I grin, despite my grouchy mood. “My girl speaks French in a trailer park.”
“My guy to me will not hark.” She pushes my hood back. “Listen,” she says. “This is going to sound crazy, but Uncle Matt asked Mom if I could go to the Whitman Mission today in Walla Walla—with just you.”
I don’t say anything. That is crazy. Why would I want to go there?
“Matt told Mom how Aunt Beth—” The name trips her up. “How Aunt Beth had planned to take me there. They’ll be busy all day with funeral arrangements.” Again she has to pause. “The mission is only two hours away.”
Who am I kidding? I’d go anywhere to spend time with Emmy. “Your mom agreed?”
“Not at first. Spencer convinced her.” She puts my hood back up. “You look a little gangster,” she teases.
“Since when is Spencer your boss?” That came out wrong.
She studies me for a second. “Since I’m not really talking to Mom. Who cares? I get to hang out with you.” She hugs me. “Mom’s not thrilled. She wants to talk to you first.”
“What?” I throw off my hood.
“We don’t have to go. I didn’t even ask if you wanted to. Sorry.” She looks at me coyly. “If you do take me, I’ll make up for last night.” She reaches under my sweatshirt and T-shirt.
I grab her arm. “Don’t, Emmy.” I’m not sure why it pisses me off. She’s my girlfriend. I’ve reached up her shirt when it’s just the two of us. I guess I don’t want her thinking she has to ever bribe me in that way.
“Sorry, Reuben.”
I hate how much she apologizes.

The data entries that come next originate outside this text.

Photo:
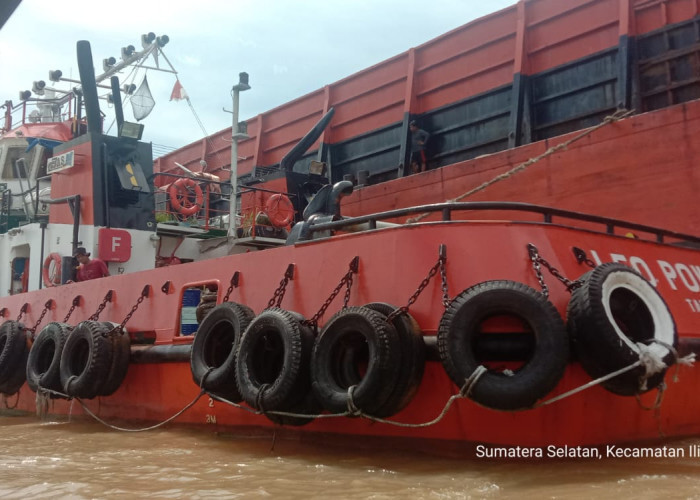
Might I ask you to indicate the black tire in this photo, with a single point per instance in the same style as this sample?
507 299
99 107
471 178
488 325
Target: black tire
351 338
272 368
121 349
459 332
14 352
214 348
203 309
86 360
411 362
44 361
615 309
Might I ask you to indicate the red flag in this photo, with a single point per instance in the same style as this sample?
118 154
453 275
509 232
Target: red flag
178 92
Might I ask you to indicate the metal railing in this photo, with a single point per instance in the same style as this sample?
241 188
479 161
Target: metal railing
548 214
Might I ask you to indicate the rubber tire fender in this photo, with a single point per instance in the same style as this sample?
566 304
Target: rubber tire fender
613 301
338 356
412 362
86 360
273 357
214 348
459 328
44 361
14 351
121 349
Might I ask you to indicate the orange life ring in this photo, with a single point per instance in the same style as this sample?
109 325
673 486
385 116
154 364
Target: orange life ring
52 279
279 210
179 192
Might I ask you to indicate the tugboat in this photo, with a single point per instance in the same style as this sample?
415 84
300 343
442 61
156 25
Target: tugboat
504 323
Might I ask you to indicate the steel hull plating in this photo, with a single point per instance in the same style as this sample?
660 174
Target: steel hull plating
392 263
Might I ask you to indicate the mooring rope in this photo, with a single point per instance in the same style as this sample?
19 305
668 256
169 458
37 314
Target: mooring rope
617 115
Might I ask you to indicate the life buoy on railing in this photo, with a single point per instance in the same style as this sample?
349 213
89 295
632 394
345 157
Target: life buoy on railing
179 192
52 273
214 349
13 356
463 333
279 210
615 318
272 366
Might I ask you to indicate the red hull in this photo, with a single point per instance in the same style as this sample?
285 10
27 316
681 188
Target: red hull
392 264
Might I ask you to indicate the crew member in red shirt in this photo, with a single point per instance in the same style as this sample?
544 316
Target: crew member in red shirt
89 269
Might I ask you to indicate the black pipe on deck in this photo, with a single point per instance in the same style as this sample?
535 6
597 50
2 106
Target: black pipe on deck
87 80
117 100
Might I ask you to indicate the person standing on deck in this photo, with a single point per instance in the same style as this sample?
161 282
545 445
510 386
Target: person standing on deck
419 139
89 269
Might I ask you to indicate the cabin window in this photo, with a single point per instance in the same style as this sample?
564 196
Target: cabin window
10 170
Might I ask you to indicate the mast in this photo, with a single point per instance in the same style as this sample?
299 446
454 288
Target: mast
235 136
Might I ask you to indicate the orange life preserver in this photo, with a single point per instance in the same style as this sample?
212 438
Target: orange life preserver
279 210
179 196
55 279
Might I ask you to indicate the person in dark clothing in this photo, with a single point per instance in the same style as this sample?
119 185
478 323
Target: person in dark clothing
419 139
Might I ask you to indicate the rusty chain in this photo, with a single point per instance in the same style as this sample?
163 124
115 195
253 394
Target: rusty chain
440 265
538 261
103 304
234 284
22 311
345 281
277 297
76 303
582 257
145 293
47 306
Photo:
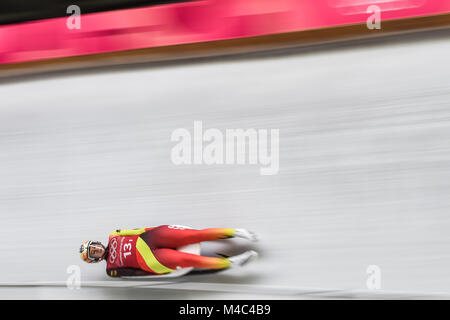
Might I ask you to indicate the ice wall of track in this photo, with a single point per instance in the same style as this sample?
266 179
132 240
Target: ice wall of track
364 168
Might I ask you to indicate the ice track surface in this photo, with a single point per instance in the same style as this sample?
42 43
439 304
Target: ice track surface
364 171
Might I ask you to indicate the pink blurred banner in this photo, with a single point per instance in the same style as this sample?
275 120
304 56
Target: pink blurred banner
193 22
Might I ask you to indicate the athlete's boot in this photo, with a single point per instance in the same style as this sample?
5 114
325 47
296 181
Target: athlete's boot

It’s my least favorite thing about her.
Her smile is gone. I feel bad. She’s trying to make the best of things. I think she’s going to cry, but then she says, “I slept in your flannel shirt last night. Nothing else.” She had a separate but adjacent hotel room from her mom and Spencer’s room. She whispers something in my ear. Jesus Christ. She can be so fucking sexy, and usually when I least expect it. The way she took off her underwear that day in my truck after we’d been to the library.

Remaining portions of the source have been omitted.